Where a consumer enters into a contract with a party who is not domiciled in a Contracting State but has a branch, agency or other establishment in one of the Contracting States, that party shall, in disputes arising out of the operations of the branch, agency or establishment, be deemed to be domiciled in that State.

This Section shall not apply to contracts of transport.


E. The Convention on the law applicable to contractual obligations 1980
("Rome Convention")

Article 5: Certain consumer contracts

1. This article applies to a contract the object of which is the supply of goods or services to a person ("the consumer") for a purpose which can be regarded as being outside his trade or profession, or a contract for the provision of credit for that object.

2. Notwithstanding the provisions of Article 3, a choice of law made by the parties shall not have the result of depriving the consumer of the protection afforded to him by the mandatory rules of the law of the country in which he has his habitual residence:

    --  if in that country the conclusion of the contract was preceded by a specific invitation addressed to him or by advertising, and he had taken in that country all the steps necessary on his part for the conclusion of the contract, or

    --  if the other party or his agency received the consumer's order in that country, or

    --  if the contract is for the sale of goods and the consumer travelled from that country to another country and there gave his order, provided that the consumer's journey was arranged by the seller for the purpose of inducing the consumer to buy.

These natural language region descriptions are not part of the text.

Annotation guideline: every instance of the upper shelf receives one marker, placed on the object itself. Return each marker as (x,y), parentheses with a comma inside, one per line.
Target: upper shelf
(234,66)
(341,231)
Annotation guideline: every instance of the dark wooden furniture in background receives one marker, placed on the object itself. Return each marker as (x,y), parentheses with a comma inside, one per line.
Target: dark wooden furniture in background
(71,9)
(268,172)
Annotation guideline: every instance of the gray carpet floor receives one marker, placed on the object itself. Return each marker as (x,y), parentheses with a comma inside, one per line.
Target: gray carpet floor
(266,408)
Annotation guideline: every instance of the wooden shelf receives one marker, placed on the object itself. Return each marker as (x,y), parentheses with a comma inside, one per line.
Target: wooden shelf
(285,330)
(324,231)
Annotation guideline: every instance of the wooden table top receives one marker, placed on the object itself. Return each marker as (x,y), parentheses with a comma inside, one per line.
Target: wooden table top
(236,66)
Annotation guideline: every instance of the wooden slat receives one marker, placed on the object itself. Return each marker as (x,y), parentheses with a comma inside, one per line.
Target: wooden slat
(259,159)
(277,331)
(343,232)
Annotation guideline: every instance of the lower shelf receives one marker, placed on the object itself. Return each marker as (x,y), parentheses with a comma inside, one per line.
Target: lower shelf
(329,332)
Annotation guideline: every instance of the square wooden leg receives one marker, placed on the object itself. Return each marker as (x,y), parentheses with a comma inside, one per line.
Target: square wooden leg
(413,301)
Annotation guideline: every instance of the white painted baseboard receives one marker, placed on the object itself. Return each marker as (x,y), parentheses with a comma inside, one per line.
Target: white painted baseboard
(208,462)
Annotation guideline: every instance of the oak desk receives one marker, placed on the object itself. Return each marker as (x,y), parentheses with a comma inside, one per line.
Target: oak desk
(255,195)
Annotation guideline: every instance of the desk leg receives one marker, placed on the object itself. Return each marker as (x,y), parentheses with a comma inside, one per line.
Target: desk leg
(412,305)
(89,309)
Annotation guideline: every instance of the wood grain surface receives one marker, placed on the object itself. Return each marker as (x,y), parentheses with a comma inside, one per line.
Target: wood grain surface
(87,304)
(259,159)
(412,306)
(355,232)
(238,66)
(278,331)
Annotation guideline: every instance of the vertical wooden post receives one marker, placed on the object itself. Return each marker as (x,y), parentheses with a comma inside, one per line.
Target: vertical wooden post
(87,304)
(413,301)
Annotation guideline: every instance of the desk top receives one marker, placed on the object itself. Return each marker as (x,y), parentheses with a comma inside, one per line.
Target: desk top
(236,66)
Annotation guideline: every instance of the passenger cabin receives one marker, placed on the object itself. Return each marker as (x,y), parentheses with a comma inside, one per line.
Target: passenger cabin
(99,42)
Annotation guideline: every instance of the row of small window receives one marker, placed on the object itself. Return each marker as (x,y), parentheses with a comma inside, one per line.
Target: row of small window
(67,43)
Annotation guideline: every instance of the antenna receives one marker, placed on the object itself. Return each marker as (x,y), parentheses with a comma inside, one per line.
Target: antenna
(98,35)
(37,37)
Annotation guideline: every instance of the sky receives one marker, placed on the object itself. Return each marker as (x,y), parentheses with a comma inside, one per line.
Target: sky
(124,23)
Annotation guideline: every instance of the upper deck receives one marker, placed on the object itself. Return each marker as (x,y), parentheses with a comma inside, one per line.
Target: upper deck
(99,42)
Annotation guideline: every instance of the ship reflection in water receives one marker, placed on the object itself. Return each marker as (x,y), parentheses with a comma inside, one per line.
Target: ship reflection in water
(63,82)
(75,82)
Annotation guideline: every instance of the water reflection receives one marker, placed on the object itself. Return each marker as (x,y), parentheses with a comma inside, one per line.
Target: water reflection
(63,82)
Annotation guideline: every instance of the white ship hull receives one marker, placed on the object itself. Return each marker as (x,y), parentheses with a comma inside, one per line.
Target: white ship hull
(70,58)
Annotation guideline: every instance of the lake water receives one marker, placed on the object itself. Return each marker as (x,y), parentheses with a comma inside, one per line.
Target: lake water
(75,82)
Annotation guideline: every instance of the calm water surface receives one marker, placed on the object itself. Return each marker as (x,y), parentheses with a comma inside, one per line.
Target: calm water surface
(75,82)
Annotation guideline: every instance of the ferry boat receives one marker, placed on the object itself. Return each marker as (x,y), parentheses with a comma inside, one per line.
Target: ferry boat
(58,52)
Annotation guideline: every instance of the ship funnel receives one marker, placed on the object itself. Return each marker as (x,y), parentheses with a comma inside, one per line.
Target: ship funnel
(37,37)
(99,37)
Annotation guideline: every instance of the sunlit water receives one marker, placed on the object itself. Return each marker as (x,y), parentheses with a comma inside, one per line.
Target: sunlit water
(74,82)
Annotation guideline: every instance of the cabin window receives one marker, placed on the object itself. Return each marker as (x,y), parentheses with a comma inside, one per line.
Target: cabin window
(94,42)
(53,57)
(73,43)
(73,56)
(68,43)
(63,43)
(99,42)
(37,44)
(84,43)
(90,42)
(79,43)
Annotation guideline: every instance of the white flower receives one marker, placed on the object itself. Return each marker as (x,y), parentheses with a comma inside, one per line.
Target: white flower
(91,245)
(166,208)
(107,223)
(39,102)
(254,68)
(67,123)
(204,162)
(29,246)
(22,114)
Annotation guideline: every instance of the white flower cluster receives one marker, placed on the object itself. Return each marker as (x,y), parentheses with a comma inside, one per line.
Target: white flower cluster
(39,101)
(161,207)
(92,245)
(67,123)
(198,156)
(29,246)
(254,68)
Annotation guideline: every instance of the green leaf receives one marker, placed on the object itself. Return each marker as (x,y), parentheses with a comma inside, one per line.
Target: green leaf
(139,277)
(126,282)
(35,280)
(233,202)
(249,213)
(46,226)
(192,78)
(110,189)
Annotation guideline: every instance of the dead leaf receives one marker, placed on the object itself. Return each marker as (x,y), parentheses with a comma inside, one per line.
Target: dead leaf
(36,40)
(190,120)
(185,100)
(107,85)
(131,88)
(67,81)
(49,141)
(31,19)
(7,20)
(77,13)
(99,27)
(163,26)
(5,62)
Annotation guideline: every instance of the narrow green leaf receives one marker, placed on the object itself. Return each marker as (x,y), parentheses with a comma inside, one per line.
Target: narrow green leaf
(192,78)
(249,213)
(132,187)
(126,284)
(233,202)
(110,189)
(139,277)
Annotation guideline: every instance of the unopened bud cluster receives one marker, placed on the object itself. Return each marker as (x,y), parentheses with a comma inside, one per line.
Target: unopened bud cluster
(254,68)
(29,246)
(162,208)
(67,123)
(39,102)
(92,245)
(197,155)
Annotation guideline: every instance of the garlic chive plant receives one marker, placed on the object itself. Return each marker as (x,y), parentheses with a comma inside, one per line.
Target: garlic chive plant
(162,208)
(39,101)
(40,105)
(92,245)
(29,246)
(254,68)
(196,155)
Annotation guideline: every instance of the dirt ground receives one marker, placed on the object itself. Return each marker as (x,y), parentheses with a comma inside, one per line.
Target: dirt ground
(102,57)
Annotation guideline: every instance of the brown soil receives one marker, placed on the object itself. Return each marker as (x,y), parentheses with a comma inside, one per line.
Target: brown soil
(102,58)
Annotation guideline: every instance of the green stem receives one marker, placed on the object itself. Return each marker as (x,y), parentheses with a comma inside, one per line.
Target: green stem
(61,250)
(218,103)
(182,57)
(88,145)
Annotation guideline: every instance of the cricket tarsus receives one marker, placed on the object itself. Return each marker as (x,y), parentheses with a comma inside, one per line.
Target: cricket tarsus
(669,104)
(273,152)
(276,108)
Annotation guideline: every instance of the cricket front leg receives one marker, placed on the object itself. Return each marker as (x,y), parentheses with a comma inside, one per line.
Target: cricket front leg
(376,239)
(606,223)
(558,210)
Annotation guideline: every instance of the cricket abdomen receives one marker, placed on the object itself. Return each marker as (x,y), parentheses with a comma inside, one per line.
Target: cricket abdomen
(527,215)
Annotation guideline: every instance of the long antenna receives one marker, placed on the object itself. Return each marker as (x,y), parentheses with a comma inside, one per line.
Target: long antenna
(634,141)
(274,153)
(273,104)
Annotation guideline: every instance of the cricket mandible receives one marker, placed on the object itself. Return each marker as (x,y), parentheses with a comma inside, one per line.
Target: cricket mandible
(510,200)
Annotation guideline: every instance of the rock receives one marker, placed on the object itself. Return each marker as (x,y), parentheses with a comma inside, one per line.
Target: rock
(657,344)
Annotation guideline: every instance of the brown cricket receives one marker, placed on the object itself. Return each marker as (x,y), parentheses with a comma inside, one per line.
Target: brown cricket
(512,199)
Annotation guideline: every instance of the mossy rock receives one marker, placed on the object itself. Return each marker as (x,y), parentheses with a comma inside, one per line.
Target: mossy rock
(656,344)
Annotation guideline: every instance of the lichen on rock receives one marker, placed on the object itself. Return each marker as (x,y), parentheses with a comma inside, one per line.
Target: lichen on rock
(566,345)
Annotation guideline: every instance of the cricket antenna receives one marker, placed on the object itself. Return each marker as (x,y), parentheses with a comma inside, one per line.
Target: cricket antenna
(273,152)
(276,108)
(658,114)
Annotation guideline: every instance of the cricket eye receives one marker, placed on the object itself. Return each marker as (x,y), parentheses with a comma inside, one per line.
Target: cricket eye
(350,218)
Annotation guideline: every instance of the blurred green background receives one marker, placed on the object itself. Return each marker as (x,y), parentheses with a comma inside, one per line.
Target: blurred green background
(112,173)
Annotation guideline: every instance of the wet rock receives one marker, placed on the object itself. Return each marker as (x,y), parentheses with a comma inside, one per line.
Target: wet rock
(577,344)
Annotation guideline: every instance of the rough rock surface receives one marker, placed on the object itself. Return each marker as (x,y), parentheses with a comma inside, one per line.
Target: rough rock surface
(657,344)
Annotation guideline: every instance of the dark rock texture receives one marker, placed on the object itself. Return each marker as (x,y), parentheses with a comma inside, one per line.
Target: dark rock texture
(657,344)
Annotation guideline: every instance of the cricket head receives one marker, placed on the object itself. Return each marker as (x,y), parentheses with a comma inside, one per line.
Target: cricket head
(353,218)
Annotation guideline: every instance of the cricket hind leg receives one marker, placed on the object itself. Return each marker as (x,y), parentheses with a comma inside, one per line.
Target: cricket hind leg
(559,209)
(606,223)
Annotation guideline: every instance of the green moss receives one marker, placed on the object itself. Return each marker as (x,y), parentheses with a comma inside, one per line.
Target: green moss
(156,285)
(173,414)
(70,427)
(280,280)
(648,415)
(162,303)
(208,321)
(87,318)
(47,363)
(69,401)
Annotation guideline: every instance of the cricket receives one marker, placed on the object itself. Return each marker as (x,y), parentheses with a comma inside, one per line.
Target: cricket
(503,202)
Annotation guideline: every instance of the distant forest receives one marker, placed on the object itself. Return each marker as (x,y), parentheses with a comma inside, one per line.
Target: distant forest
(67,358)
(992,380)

3. Notwithstanding the provisions of Article 4, a contract to which this Article applies shall, in the absence of choice in accordance with Article 3, be governed by the law of the country in which the consumer has his habitual residence if it is entered into in the circumstances described in paragraph 2 of this Article.

4. This Article shall not apply to:

    (a)  a contract of carriage;

    (b)  a contract for the supply of services where the services are to be supplied to the consumer exclusively in a country other than that in which he has his habitual residence.

5. Notwithstanding the provisions of paragraph 4, this Article shall apply to a contract which, for an inclusive price, provides for a combination of travel and accommodation.